QuEST-Kit · TysonRayJones · May 29, 2026 · May 29, 2026 · May 29, 2026 · May 29, 2026
diff --git a/CMakeLists.txt b/CMakeLists.txt
@@ -183,21 +183,6 @@ option(
 )
 message(STATUS "AMD GPU acceleration is turned ${QUEST_ENABLE_HIP}. Set QUEST_ENABLE_HIP to modify.")
 
-# GPU Performance Tuning
-## We do not print this value when configuring CMake as it is for advanced users only.
-
-set(QUEST_GPU_NUM_THREADS_PER_BLOCK 128
-  CACHE
-  STRING
-  "The default number of threads per block QuEST will use when offloading to a GPU. Set to 128 by default.
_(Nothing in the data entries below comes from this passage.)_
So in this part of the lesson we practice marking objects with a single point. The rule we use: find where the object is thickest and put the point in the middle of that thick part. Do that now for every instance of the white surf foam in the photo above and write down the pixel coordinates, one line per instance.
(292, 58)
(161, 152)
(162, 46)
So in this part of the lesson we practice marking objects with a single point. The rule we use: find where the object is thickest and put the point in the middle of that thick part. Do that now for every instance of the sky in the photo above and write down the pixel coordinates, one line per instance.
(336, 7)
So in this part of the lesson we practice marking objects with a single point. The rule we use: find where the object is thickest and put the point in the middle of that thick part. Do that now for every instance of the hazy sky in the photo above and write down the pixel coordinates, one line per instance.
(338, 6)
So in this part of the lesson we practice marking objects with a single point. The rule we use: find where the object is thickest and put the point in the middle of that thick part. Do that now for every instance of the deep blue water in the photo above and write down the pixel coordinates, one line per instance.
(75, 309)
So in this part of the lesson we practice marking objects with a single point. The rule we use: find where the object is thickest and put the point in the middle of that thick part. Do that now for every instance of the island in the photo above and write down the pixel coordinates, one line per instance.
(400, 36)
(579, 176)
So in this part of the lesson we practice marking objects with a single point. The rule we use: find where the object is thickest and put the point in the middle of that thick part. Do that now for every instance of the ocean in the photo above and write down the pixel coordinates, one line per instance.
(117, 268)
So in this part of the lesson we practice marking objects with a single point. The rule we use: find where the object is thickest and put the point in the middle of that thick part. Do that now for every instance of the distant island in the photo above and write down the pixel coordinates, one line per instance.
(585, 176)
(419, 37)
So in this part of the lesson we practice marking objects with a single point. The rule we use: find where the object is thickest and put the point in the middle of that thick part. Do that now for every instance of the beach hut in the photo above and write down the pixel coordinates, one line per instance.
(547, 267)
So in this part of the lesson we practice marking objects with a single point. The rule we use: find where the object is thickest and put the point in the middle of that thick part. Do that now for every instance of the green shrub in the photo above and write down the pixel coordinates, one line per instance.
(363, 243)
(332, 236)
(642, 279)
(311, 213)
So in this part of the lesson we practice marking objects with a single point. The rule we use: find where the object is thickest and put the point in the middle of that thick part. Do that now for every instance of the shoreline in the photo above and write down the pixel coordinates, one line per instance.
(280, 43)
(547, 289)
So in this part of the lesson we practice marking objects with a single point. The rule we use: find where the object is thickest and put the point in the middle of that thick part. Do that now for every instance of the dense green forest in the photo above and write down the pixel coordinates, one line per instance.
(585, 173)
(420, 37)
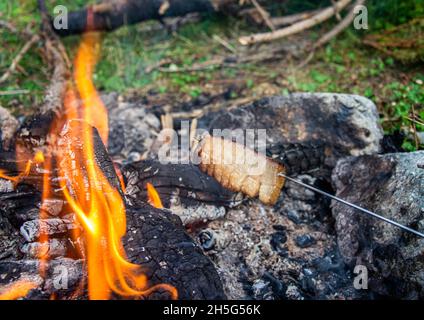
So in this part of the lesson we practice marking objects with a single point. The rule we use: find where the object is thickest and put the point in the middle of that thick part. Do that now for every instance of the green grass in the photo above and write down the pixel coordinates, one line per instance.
(345, 65)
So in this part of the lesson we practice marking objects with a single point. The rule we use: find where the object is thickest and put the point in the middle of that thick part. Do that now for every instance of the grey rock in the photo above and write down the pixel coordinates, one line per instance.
(393, 186)
(346, 124)
(132, 129)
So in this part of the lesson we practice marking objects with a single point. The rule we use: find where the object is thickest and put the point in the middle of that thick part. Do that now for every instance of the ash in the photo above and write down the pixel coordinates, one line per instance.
(288, 251)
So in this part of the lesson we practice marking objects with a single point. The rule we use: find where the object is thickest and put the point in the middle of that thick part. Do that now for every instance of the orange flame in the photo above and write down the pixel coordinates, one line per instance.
(153, 196)
(97, 204)
(18, 289)
(38, 159)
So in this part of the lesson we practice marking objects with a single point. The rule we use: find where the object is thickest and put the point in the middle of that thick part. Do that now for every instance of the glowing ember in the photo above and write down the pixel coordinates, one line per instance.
(153, 196)
(97, 204)
(38, 159)
(18, 289)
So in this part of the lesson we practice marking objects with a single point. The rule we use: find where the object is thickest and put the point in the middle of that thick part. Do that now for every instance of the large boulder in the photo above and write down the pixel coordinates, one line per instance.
(345, 124)
(393, 186)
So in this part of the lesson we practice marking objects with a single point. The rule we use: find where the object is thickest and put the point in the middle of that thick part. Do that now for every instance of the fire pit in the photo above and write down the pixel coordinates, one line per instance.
(101, 199)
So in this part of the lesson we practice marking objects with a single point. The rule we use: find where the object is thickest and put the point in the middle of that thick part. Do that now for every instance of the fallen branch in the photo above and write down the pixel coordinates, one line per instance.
(297, 27)
(110, 15)
(342, 25)
(18, 58)
(288, 20)
(263, 14)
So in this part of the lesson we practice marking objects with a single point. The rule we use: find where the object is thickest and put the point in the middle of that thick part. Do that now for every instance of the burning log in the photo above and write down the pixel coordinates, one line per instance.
(32, 230)
(52, 249)
(184, 180)
(183, 188)
(111, 15)
(62, 281)
(156, 240)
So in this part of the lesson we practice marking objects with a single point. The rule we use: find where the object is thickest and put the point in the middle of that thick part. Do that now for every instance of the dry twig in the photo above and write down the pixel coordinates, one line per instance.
(264, 14)
(297, 27)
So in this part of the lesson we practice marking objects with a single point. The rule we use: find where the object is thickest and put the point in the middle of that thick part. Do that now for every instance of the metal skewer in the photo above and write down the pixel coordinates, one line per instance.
(373, 214)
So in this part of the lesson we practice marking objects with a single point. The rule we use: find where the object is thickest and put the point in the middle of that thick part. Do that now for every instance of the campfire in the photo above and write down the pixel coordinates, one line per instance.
(104, 196)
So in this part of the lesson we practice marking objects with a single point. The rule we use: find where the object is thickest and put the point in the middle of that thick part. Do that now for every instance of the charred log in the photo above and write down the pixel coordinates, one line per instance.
(298, 158)
(342, 124)
(183, 180)
(156, 240)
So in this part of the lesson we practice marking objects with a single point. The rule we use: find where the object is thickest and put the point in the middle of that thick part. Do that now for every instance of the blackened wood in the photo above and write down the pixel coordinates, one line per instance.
(156, 239)
(298, 158)
(63, 278)
(186, 180)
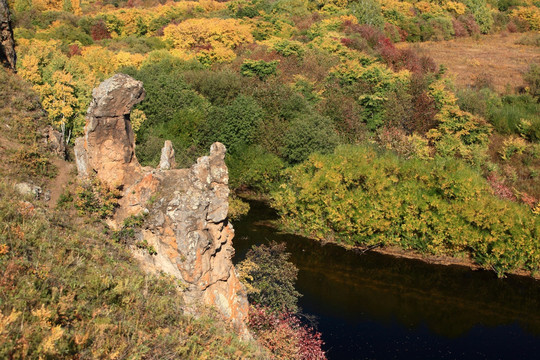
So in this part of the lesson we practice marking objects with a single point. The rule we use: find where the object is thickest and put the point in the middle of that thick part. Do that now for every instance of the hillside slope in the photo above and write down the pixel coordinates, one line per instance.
(68, 289)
Must be a multiple of 32."
-)
-mark_as_advanced(QUEST_GPU_NUM_THREADS_PER_BLOCK)
-
-math(EXPR quest_tpb_remainder "${QUEST_GPU_NUM_THREADS_PER_BLOCK} % 32")
-if ((NOT (quest_tpb_remainder EQUAL 0)) OR (QUEST_GPU_NUM_THREADS_PER_BLOCK LESS 32))
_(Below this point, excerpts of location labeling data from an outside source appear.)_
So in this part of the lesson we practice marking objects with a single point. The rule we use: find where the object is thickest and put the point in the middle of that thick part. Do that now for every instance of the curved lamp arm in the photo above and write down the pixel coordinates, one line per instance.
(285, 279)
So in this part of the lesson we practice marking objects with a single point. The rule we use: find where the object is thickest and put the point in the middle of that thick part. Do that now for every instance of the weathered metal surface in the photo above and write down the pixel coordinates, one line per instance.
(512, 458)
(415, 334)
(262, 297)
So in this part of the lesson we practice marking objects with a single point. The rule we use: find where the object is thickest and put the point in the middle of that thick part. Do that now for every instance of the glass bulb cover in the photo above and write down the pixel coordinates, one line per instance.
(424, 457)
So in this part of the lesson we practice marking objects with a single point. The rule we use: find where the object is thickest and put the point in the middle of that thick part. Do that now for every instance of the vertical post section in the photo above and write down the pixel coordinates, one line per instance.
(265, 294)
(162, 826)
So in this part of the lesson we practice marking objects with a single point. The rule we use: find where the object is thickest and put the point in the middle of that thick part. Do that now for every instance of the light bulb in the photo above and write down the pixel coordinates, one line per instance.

-    message(FATAL_ERROR "QUEST_GPU_NUM_THREADS_PER_BLOCK must be a multiple of 32. QUEST_GPU_NUM_THREADS_PER_BLOCK=${QUEST_GPU_NUM_THREADS_PER_BLOCK}.")
-endif()
-
 # Deprecated API
 option(
   QUEST_ENABLE_DEPRECATED_API
@@ -514,7 +499,6 @@ set(QUEST_COMPILE_MPI ${QUEST_ENABLE_MPI})
 set(QUEST_COMPILE_SUBCOMM ${QUEST_ENABLE_SUBCOMM})
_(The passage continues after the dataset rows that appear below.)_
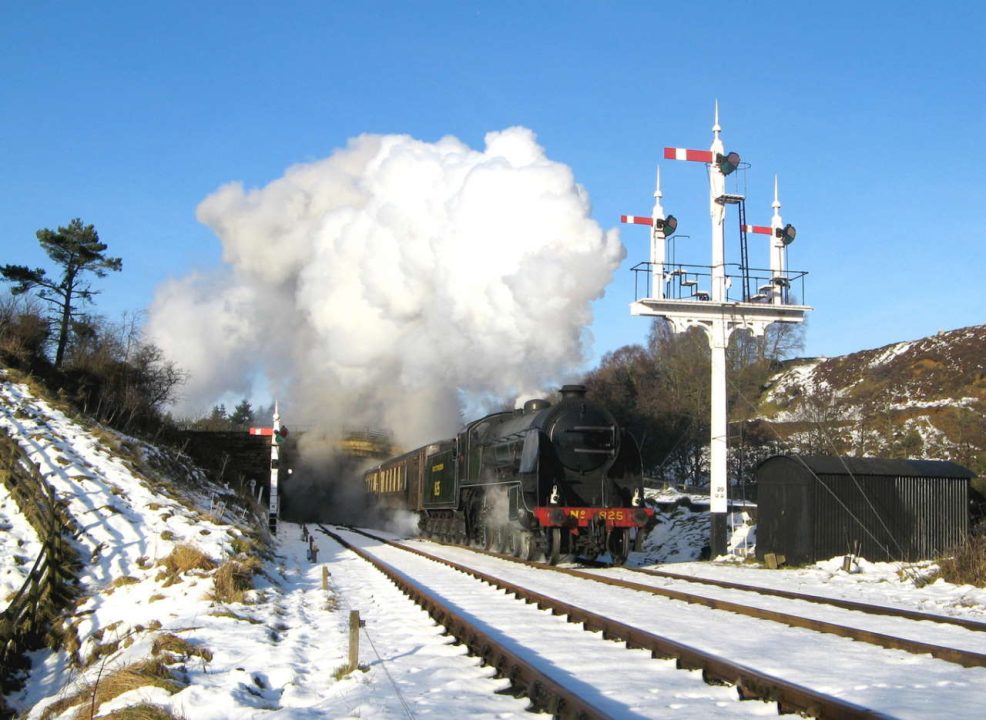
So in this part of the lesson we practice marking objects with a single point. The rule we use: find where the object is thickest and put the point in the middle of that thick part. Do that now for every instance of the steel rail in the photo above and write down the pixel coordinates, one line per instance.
(965, 658)
(819, 599)
(750, 683)
(544, 693)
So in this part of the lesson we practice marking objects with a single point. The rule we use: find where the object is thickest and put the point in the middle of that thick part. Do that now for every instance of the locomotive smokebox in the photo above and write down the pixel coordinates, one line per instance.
(573, 391)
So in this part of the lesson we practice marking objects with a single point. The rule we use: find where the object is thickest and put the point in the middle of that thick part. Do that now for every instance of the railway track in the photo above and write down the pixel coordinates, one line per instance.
(966, 657)
(547, 692)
 set(QUEST_COMPILE_CUQUANTUM ${QUEST_ENABLE_CUQUANTUM})
 set(QUEST_INCLUDE_DEPRECATED_FUNCTIONS ${QUEST_ENABLE_DEPRECATED_API})
-set(QUEST_DEFAULT_NUM_THREADS_PER_BLOCK ${QUEST_GPU_NUM_THREADS_PER_BLOCK})
 
 
 # (for the love of God cmake, create a concise syntax for this)
@@ -523,6 +507,7 @@ if (QUEST_ENABLE_CUDA OR QUEST_ENABLE_HIP)
 else()
   set(QUEST_COMPILE_CUDA 0)
 endif()
+set(QUEST_COMPILE_HIP ${QUEST_ENABLE_HIP})
 
 
 # these vars are already set, but repeated here for clarity
@@ -531,10 +516,6 @@ set(QUEST_ENABLE_NUMA ${QUEST_ENABLE_NUMA})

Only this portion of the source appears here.